Sensex Breaks Below 38,000. Is This Time To Be Cautious?

Between May 6 and May 8, 2019 the Sensex lost nearly 1,200 points in a vertical fall. It was triggered by an exasperated Donald Trump tweet on his intent to raise tariffs on Chinese imports from 10% to 25%. Global markets reacted in unison as nearly US$13 billion was wiped out for every word that Trump tweeted. India was not spared as the Sensex dipped below the psychological level of 38,000. What should investors really do?

Source: BSE (May 9, 2019)

The one-month chart of the Sensex is quite revealing. After crossing the 39,000 mark multiple times, the Sensex had faced tremendous pressure before it ascended further. Should traders and investors be cautious at this point?

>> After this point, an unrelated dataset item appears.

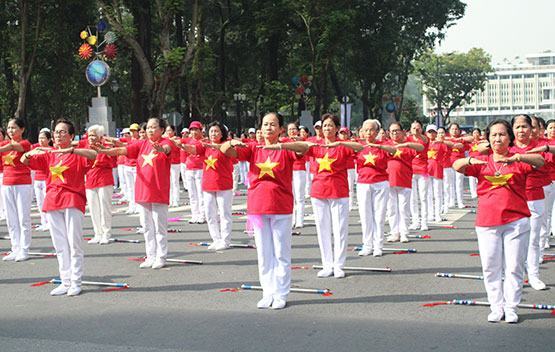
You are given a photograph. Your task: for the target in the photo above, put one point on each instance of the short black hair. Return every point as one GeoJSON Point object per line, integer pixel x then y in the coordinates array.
{"type": "Point", "coordinates": [508, 127]}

A. There is a global angle to this correction

The big trigger for the correction was an escalation of the trade war. By now it is clear that this is not just a war over import duties, but a much bigger war of two of the largest economies trying to assert their economy supremacy. The US remains the market that every country looks up to and China is the only country that can absorb all the minerals and metals produced in the world. China is unwilling to commit anything on intellectual property rights and that is the bone of contention. A prolonged trade war will mean that there could be an impact on growth in US and Chinese GDP. That will surely rub off on global demand. Secondly, there is a limit to which China can retaliate because they run a trade surplus in the range of $400-500 billion with the US (as per US Census). The other option is to devalue the Yuan. That could have a weakening impact on currencies including the rupee. Hence the trade war will continue to be an overhang on the Sensex.

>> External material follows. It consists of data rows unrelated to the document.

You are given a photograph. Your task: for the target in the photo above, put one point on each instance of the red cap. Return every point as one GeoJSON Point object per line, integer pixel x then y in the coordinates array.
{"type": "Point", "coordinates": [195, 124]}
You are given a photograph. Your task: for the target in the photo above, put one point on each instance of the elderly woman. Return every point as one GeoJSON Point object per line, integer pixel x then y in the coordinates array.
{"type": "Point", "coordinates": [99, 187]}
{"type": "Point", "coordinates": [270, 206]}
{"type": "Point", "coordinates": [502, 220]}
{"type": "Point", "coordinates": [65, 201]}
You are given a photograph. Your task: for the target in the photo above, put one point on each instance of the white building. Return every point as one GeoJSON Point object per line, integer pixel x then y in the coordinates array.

B. Domestic macros are a challenge too

There are a number of domestic challenges too. Despite two rounds of rate cuts, there has been little impact on lending rates. The rupee has been extremely volatile and the RBI has been using swaps to infuse domestic liquidity into markets. There is the more immediate challenge on top line growth in consumer sectors like FMCG and auto where the slowdown is obvious. Despite all the efforts of the government, farm incomes have not improved and weak rural demand is putting a limit on growth.

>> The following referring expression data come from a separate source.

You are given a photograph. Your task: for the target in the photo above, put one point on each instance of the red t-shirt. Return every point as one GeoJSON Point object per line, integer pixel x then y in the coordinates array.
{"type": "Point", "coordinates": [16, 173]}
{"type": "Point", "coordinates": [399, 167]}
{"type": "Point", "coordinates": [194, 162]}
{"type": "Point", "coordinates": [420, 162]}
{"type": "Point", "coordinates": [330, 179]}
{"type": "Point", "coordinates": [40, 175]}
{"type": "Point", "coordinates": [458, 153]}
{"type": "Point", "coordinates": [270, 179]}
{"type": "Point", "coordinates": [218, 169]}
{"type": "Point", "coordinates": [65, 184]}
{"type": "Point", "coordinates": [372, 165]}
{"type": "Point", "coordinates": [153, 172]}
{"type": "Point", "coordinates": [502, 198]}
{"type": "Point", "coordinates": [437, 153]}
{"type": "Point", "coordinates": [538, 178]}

C. Banking holds the key for now

We have seen in the past that if the Sensex has to go up decisively, then banking stocks have to perform exceptionally well. That is hardly surprising considering that banking and financials account for 38% of the Nifty basket. Amidst this, PSU banks are struggling to recover from the NPA pile accumulated over the years. Then, there are the potential NPAs pertaining to IL&FS, ADAG group and sectors like power and telecom that are not yet accounted for. When you add these up, the question “where is the trigger for a market rise” continues to haunt.

D. You can sense the market risk in the VIX

The volatility index is also called the Fear Index as it is indicative of the caution in the markets. Historically, VIX and Sensex have had a negative correlation. This time around, the VIX has moved up from 14 levels to 26 levels over the last couple of months and shows no signs of abating. That is a clear indication of high levels of risk that markets are assigning at current levels. When the VIX is elevated at higher levels, each bounce is met with aggressive selling. VIX also reflects that the rupee is coming under pressure due to a consistently widening current account deficit.

What should investors really do at these levels?

While caution is warranted, the Sensex has shown a tendency to bounce each time the trade war has tampered. Once the rattling gets subdued, we could see the Sensex bouncing again. Other than the weakening consumer demand, all the other factors are temporary. Weak consumer demand appears to be the only structural issue and that may predicate on how the new government that assumes office deals with demand push. While traders can be choosy about timing, investors should stick to quality stocks and adopt a phased approach to investing. The more these things appear to change, the more they happen to remain the same!